Our favorite off-road navigation app is launching a new feature designed to make snowmobiling more accessible. Snow Mode helps riders find trails and parking areas, highlights avalanche terrain and warnings, displays local weather conditions like snow data, and guides snowmobilers through whiteout conditions.
Riding snowmobiles has been on the list of hobbies I’d like to get into since I moved to Montana three years ago. I’d only been once before, 15 years ago, so to call me a beginner would be an understatement. But despite sub-zero temps and a dicey avalanche season, I rented a machine and pulled off my successful day trip last week. How? Using OnX Offroad.
The first hurdle to riding a snowmobile is figuring out where to go. Toggling the app into Snow Mode reveals 140,000 miles of public lands snowmobile trails across 30 states. Pinching and zooming around the map revealed a trail system that runs through the area where I hunt elk. I figured that’d be cool to see during winter. Tracing that trail from the backcountry to the highway led me to a snow parking lot—a place I could safely unload the machine without taking it across pavement. Tapping the trail brought up weather conditions, as reported by the nearest station. It was nine degrees below zero in town, but it looked like there was a temperature inversion in the mountains; high temperatures there were reported in the teens. But what really sealed the deal was 20 inches of fresh powder.

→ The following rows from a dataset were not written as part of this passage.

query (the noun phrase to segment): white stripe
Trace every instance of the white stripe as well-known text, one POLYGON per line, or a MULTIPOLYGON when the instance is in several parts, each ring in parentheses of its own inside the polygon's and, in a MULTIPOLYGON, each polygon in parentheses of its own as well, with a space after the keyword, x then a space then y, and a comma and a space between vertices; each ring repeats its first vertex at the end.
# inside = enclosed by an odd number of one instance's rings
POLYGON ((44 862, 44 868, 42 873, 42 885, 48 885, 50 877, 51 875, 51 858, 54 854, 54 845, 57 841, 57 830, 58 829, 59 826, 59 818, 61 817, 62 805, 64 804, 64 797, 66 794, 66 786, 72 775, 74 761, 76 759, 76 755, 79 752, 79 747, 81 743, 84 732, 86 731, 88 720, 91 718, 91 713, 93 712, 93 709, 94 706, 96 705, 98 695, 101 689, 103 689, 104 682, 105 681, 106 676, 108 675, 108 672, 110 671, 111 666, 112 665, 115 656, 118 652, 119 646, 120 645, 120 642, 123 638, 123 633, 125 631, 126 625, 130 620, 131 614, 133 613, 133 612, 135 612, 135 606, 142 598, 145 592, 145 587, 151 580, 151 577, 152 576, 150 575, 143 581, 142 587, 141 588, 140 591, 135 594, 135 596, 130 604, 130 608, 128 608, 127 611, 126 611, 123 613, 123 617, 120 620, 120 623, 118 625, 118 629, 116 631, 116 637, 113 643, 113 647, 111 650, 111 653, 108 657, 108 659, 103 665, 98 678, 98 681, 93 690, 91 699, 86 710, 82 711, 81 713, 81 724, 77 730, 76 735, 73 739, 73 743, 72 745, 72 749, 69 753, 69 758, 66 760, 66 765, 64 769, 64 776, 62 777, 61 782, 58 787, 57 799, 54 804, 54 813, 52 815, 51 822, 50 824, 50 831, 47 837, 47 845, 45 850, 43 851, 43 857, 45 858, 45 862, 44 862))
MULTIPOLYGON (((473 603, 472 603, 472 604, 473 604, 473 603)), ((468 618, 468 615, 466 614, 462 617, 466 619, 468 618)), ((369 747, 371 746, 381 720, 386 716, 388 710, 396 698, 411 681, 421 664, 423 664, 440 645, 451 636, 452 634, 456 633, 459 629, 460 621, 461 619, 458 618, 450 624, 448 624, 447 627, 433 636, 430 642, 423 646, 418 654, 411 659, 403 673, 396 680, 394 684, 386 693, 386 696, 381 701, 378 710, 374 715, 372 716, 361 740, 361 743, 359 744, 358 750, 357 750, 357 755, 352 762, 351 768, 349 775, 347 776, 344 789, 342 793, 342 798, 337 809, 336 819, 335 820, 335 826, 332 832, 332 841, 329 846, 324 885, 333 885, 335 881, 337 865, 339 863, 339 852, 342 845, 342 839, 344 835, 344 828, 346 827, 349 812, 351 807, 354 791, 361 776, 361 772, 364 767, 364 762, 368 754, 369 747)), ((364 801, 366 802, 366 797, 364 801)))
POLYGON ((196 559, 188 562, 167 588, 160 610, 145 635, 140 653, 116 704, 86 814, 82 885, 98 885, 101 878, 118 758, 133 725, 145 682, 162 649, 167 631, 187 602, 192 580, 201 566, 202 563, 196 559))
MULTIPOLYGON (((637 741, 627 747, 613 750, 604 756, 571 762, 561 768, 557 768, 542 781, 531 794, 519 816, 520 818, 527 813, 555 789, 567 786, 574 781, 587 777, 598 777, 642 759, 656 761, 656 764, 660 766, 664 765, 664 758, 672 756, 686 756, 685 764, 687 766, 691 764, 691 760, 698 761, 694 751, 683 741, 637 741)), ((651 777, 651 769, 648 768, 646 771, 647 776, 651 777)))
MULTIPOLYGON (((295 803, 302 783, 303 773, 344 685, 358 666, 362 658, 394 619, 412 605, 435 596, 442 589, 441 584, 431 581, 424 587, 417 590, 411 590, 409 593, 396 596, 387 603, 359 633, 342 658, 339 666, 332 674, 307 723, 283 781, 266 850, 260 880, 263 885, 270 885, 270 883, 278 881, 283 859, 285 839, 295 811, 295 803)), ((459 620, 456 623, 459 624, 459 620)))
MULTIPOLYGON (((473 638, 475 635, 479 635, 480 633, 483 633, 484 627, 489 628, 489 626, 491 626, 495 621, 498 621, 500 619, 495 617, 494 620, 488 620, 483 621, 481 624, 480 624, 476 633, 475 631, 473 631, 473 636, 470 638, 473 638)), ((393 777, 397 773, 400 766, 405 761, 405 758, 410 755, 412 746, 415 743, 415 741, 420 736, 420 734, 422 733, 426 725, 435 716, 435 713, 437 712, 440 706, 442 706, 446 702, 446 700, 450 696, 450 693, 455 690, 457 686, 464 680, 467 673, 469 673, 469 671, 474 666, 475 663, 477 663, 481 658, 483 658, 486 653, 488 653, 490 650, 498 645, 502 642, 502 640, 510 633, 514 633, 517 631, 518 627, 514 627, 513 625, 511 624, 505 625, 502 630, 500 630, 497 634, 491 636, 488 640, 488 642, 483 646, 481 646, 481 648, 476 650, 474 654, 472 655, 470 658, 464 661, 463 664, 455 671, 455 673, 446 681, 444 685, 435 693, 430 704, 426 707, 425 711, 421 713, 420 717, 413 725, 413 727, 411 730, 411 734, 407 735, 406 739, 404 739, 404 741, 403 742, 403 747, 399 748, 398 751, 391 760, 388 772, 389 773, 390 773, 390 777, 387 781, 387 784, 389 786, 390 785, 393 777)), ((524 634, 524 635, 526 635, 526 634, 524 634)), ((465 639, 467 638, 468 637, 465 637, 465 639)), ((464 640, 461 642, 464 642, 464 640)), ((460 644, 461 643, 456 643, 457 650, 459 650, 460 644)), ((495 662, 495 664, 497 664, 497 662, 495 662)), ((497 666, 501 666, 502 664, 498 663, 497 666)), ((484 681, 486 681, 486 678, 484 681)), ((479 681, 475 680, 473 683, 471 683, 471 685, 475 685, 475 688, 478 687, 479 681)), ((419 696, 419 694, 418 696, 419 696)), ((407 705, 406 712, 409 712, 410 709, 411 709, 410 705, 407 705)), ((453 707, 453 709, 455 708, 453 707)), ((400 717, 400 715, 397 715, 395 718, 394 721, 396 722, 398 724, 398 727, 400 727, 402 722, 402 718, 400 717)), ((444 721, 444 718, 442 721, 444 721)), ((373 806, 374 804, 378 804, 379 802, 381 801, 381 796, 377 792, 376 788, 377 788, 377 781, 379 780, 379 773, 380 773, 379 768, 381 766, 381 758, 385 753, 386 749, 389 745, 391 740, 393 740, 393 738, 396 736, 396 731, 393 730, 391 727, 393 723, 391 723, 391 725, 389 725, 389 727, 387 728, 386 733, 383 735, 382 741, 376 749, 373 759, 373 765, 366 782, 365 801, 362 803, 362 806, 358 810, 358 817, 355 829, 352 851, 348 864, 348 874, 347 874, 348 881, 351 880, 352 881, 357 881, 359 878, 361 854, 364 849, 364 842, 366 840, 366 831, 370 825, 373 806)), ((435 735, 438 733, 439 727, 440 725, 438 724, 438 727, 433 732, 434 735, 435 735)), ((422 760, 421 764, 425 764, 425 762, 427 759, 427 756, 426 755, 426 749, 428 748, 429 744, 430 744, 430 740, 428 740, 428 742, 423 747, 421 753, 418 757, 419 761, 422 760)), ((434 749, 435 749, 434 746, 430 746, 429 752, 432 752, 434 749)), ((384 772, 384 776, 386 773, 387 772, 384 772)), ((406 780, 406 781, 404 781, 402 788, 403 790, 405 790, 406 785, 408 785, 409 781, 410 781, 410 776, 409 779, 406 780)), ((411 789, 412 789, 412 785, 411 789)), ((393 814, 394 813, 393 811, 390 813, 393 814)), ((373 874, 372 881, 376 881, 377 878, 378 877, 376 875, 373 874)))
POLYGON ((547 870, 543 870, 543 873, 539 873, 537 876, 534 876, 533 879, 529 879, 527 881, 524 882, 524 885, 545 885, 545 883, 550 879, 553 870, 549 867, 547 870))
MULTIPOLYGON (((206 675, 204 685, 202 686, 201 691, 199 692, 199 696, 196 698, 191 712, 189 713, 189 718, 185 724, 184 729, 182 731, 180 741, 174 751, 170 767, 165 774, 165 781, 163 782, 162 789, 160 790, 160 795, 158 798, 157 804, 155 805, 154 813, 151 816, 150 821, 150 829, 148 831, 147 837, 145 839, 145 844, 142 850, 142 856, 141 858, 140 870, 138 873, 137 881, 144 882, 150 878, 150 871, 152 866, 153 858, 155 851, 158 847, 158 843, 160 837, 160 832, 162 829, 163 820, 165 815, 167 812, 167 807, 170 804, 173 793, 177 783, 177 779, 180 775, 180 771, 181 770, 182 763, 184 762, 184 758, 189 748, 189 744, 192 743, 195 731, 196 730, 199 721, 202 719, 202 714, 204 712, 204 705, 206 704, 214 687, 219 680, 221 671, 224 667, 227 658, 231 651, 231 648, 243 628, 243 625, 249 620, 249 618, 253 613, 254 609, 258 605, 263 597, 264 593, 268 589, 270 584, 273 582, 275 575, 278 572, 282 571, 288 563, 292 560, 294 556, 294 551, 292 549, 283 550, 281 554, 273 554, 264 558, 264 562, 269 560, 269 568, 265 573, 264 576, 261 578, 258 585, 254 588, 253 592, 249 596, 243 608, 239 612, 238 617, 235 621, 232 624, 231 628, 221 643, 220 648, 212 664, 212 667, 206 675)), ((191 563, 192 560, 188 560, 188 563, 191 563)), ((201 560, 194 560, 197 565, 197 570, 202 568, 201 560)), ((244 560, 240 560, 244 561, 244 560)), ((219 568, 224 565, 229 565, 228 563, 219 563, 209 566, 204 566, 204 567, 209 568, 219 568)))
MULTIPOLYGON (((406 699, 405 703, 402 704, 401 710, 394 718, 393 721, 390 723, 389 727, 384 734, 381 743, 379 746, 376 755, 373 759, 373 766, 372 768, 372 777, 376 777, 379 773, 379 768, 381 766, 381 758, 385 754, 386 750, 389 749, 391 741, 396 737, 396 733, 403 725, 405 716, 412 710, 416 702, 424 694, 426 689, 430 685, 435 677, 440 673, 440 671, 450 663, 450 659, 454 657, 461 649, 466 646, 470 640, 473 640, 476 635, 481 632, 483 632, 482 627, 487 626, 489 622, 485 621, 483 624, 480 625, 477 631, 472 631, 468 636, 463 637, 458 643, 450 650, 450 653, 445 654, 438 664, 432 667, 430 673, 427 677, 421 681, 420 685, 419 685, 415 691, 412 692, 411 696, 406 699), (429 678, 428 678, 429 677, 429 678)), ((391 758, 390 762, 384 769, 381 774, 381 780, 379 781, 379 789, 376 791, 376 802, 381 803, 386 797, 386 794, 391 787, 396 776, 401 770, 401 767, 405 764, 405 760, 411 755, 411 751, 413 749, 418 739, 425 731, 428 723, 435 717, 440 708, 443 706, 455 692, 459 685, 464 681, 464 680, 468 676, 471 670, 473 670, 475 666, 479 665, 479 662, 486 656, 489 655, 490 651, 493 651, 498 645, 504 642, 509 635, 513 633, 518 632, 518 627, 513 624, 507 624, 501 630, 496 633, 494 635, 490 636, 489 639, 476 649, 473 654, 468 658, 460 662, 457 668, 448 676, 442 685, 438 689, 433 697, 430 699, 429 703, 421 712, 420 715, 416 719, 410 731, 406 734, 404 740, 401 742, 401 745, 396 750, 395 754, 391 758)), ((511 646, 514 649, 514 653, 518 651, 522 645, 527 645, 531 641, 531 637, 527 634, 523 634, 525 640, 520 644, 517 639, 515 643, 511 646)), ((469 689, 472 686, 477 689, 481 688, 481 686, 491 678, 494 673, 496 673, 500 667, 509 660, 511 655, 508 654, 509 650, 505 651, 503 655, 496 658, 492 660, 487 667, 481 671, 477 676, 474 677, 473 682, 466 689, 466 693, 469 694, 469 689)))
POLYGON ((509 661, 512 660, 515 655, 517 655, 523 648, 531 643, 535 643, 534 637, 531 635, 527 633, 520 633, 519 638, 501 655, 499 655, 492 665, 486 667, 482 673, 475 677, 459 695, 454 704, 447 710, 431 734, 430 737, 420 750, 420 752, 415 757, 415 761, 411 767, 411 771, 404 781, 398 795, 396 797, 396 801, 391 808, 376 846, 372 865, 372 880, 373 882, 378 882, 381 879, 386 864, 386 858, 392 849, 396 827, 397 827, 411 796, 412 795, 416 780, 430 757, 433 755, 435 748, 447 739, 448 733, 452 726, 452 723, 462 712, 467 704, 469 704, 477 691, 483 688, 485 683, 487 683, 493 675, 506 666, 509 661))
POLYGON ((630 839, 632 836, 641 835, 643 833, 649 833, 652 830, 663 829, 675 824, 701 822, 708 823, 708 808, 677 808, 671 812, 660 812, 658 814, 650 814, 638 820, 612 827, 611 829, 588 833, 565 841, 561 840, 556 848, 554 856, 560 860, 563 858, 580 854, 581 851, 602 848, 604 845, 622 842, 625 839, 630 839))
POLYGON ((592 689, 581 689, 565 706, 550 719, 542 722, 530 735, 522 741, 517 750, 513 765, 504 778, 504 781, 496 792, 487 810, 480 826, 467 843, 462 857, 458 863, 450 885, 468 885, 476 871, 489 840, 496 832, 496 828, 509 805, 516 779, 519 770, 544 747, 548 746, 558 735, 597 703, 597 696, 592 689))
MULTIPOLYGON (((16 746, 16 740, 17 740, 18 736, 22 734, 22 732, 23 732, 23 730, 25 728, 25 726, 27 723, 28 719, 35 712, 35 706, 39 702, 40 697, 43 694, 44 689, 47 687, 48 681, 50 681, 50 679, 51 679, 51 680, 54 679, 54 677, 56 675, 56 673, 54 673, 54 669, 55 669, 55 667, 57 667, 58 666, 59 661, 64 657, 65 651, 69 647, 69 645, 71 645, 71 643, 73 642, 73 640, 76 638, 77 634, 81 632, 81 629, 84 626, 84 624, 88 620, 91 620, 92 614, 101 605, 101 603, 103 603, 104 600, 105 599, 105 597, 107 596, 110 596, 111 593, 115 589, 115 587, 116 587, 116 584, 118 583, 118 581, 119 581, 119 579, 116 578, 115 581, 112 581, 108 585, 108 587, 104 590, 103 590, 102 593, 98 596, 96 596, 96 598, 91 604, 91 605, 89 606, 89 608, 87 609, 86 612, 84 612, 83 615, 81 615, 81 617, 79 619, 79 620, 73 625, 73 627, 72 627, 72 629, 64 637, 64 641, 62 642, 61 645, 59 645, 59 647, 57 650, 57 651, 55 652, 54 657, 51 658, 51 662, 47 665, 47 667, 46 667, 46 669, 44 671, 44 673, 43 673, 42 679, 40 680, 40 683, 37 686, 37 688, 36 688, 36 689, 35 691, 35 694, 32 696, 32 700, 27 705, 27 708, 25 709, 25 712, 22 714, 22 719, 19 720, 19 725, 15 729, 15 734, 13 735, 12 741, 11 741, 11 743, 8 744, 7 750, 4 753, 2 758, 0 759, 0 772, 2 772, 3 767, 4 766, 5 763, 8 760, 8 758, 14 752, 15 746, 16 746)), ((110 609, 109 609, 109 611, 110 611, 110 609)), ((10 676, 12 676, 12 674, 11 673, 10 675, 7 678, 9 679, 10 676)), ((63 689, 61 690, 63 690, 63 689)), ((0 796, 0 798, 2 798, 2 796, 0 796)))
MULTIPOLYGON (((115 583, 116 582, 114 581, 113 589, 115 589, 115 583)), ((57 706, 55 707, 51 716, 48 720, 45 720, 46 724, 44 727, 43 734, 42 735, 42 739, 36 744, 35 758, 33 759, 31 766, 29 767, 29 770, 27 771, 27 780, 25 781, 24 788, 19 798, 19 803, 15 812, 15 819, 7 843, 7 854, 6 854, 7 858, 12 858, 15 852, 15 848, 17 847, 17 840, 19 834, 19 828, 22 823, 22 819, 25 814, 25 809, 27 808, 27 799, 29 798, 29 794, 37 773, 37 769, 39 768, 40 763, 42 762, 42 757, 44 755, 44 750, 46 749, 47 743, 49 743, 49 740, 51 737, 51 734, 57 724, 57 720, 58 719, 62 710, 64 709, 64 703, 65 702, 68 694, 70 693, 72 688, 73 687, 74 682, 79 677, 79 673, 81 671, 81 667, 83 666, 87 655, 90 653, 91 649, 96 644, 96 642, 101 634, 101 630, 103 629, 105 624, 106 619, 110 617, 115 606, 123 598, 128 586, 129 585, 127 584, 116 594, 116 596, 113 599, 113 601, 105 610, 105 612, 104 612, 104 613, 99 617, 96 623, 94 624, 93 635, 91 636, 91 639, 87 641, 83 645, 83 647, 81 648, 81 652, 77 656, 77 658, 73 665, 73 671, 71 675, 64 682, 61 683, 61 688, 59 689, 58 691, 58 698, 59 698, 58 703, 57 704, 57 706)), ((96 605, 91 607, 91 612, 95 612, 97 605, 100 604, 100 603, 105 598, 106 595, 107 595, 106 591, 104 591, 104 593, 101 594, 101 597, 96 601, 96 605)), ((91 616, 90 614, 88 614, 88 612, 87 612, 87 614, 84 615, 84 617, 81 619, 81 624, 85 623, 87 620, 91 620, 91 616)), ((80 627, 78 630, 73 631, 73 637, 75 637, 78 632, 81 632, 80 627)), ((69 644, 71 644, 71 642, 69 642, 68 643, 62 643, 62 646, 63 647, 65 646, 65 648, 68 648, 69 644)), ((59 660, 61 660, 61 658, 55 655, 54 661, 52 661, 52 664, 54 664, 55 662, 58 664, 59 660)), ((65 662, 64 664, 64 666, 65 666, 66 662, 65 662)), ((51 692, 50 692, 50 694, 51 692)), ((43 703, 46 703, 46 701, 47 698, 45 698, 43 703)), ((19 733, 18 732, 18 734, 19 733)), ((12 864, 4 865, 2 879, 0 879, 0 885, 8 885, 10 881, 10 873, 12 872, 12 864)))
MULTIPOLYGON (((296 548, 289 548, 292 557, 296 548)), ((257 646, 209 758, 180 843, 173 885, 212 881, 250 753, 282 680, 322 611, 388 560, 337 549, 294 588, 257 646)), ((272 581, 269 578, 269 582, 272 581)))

All that sounded good, but the entire mountain range was under an avalanche warning. Dangerous snow conditions have otherwise kept me out of the backcountry this winter, but on a snowmobile, it’s possible to have fun in mild terrain. Snow Mode includes a slope angle overlay, and toggling that on made it easy to plan out a route that entirely avoided avalanche terrain, giving all slopes 30 degrees or steeper a wide berth. I hit the button to save the map for offline use—OnX saves navigation info, but will also keep weather and snow conditions and alerts up-to-date until you lose cell service—invited a friend, and went to bed at 9 P.M. so I’d be ready for a pre-dawn start.
The day was a success. My friend and I rode a total of 48 miles, were able to find the spot where I missed a 20 yard shot on the biggest bull I’d ever seen, and put fresh tracks down in a backcountry bowl we had entirely to ourselves. We had bluebird skies, but if a storm had rolled in, using the app would have made it easy to retrace our path. The best part: I only fell off once. I was pretty beat when we got back to the trucks and realized I had no idea how to load a snowmobile onto one, but otherwise lived through my first self-guided snowmobile trip in one piece.
Snow Mode is included in OnX Offroad’s premium subscription ($ 30/year), so if you’re already using it to guide your 4×4 or dirt-bike trips, just make sure your version is up-to-date, then slide up from the app’s bottom menu and you’ll see the big purple button. That’ll add value for users in snowy states, extending your ability to benefit from the app’s guidance year round. Snow Mode is also a preview of what’s to come from OnX, which launched as hunting navigation service in 2009, and acquired the Adventure Projects network of apps and websites late last year. Expect to see new apps or features targeting other sports, like backpacking and climbing, roll out in the near future.